Four statins are used in the UK. Simvastatin is the one that is prescribed most often, because it was used in the early major clinical trials. Atorvastatin is similar to simvastatin, but more powerful in its cholesterol-reducing effects, and many people are now started on it, rather than simvastatin, especially as its patent expired several years ago, and therefore became much less expensive. Two less widely used drugs include pravastatin (relatively weak) and rosuvastatin (powerful). They are chemically different from simvastatin and atorvastatin, metabolised in a different way and seem to be less likely to give side-effects. If you’ve developed side-effects with simvastatin or atorvastatin, it’s worthwhile changing to one of the other two.

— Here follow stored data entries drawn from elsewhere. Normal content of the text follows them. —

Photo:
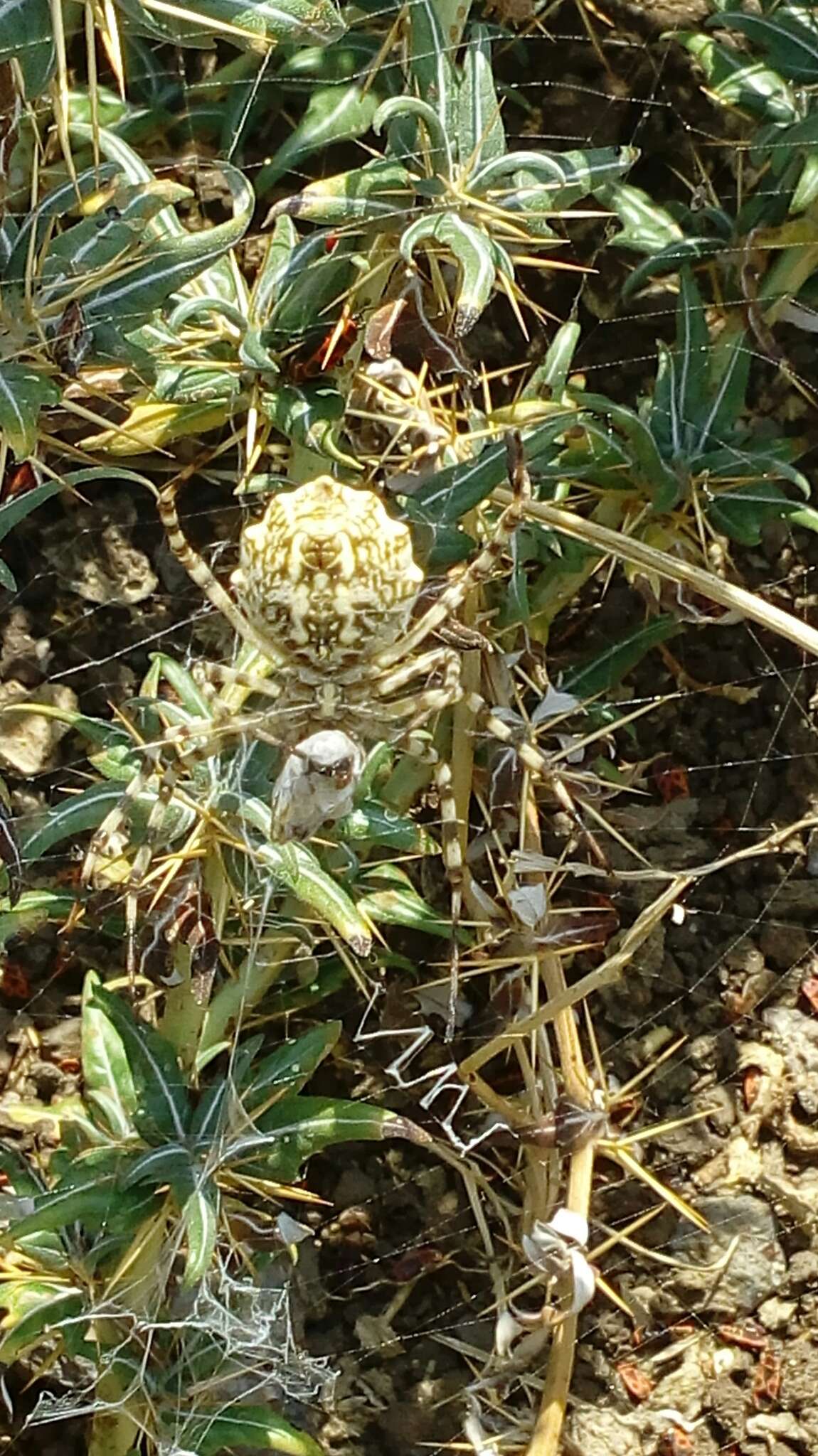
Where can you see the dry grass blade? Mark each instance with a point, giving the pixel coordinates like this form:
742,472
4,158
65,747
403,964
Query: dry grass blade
625,548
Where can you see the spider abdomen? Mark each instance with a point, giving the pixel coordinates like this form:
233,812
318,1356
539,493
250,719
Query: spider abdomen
328,574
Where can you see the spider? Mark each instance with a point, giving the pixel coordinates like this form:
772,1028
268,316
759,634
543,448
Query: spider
324,592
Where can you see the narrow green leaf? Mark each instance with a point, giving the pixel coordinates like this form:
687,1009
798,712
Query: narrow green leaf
381,190
137,291
294,1129
290,1066
730,375
432,72
23,392
691,365
403,907
243,1426
657,478
645,226
33,909
374,825
788,38
287,22
737,80
89,1201
481,134
105,1062
162,1098
21,505
334,114
200,1226
457,490
53,1308
607,669
26,36
296,867
743,513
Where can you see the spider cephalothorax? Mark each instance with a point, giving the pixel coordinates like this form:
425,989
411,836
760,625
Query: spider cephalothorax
328,575
324,593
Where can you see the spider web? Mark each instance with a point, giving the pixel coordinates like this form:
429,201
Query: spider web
402,1219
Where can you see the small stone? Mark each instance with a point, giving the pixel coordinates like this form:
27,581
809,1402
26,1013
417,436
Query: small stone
776,1314
756,1267
804,1267
28,740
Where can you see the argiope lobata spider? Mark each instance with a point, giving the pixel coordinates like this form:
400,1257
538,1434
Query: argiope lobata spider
324,592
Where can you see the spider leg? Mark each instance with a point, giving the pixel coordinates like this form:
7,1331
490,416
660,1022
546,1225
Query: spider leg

Other cholesterol-lowering drugs

Ezetimibe

Apart from the newly-introduced PCSK9 inhibitors (see below), ezetimibe is the only non-statin drug that both reduces LDL levels and also the risk of vascular events, but it took many years for its cardiovascular benefits to be shown in a clinical trial. It’s a fascinating drug, completely unrelated to the statins, and therefore with no statin side-effects. It works by reducing the amount of cholesterol absorbed from the gut, and is therefore similar to plant stanols/sterols in spreads and drinks (see Chapter 6). You may well ask: if there’s not very much cholesterol in most of the foods we eat, how can it have such a powerful effect? The answer is that most of the cholesterol that ends up in the gut doesn’t come from food, but is manufactured in the liver, where it passes as bile into the gall bladder which then empties into the gut. Ezetimibe works by preventing much of this own-manufacture cholesterol being absorbed. It’s less powerful than statins, reducing LDL by about 15% (compared with up to 50% reduction with statins), but in the IMPROVE-IT trial reduced heart attack and stroke rates by the amount you’d expect with this degree of cholesterol-lowering. It’s valuable in people who find it difficult to tolerate statins, and because it acts differently, it works very well in combination.

PCSK9 inhibitors

This is the most recent drug group, again completely different from statins. These drugs (examples include alirocumab and evolocumab) have to be taken by injection, much like insulin, but only every two or four weeks. (If you find these drug names impossible to pronounce, you’re no different from most doctors.) They are as effective in lowering LDL cholesterol levels as the most powerful statins at their highest doses. They are also extremely expensive, and will for the foreseeable future be restricted to people with genetically very high levels of cholesterol and a very high risk of heart disease who are unable to tolerate any statin treatment. Do they reduce the risk of heart attacks and strokes? Probably. Are they safe? Again, probably. But we’ll have to wait a good while for the ‘excitement’ that often surrounds these dramatic drugs to settle with the help of very large clinical trials, which are currently reporting.

Summary

In order to reduce the risk of vascular disease, all Type 2s need to aim for a systolic blood pressure between 130 and 140 mm, and an LDL cholesterol level under 2 mmol/l, corresponding to a total cholesterol lower than 3. Antihypertensive medication definitely reduces the risk of heart disease and stroke, so long as it’s taken regularly. For lowering cholesterol some nutraceuticals may help a little, but nearly all Type 2s need long-term statin treatment to achieve adequate cholesterol levels that will reduce the risk of vascular events, especially stroke and heart attack. Careful choice of the right statin in most cases will avoid side-effects.